Calling TE sequences from VCF files
2.5 years ago
elcortegano ▴ 140

I have run the software sniffles to call structural variants from Pacbio sequences. In the resultant VCF file, most of entries in the ALT field look like:

N[chromosome_3:7199420[


In the example above, this is actually for a variant in a different chromosome, CHR=chromosome_1 and POS=270281, so I guess this is a transponible element coming from chromosome 3 that is present in that location.

I am not familiarized with this format for the ALT field, and was wondering if there is a straightforward way to get the sequence for that element (or any other structural variant found in the VCF). Any ideas?
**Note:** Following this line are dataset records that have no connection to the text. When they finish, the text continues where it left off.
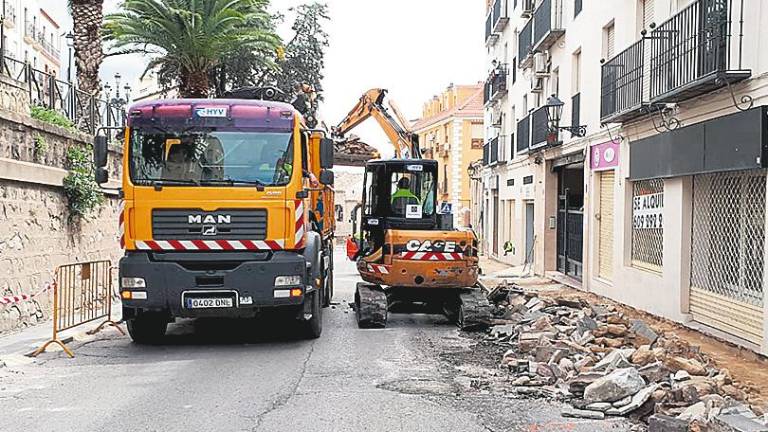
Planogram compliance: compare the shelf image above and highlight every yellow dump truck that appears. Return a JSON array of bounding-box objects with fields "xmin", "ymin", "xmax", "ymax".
[{"xmin": 94, "ymin": 91, "xmax": 334, "ymax": 343}]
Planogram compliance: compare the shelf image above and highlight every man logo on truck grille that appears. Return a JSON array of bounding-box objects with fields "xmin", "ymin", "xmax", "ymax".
[{"xmin": 187, "ymin": 214, "xmax": 232, "ymax": 225}]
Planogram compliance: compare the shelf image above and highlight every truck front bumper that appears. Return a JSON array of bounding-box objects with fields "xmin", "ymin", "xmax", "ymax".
[{"xmin": 119, "ymin": 251, "xmax": 312, "ymax": 319}]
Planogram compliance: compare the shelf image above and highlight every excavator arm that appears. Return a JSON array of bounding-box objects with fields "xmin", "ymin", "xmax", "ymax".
[{"xmin": 333, "ymin": 89, "xmax": 421, "ymax": 159}]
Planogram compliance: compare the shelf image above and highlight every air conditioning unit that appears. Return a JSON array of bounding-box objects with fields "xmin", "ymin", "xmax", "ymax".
[
  {"xmin": 531, "ymin": 77, "xmax": 544, "ymax": 93},
  {"xmin": 522, "ymin": 0, "xmax": 536, "ymax": 18},
  {"xmin": 533, "ymin": 52, "xmax": 549, "ymax": 77}
]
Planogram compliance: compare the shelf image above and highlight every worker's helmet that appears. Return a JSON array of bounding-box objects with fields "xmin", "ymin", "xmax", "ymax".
[{"xmin": 397, "ymin": 177, "xmax": 411, "ymax": 189}]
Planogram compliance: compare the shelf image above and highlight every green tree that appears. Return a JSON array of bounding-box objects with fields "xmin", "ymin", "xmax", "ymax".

next-gen sniffles variant_calling
13 months ago
Shunhua ▴ 20

What you saw is a BND record, which represents arbitrary rearrangement event with 2 break ends. The t[p[ format represents “piece extending to the right of p is joined after t” (see details in https://samtools.github.io/hts-specs/VCFv4.2.pdf).

In Sniffles, this is likely a translocation event that might or might not involve transposable element. To extract SV sequence, you can use -n -1 option to have Sniffles output all SV-supporting reads for each SV entry in the VCF, then you can find read IDs under RNAMES=. The first ID usually represents the "primary SV read" that contain representative sequence.

If you are using long read data and are interested in getting all non-reference transposable element sequences based on Sniffles output, you can use TELR (https://github.com/bergmanlab/TELR) that will run Sniffles, find candidate TE loci, and report their sequences based on a local assembly strategy.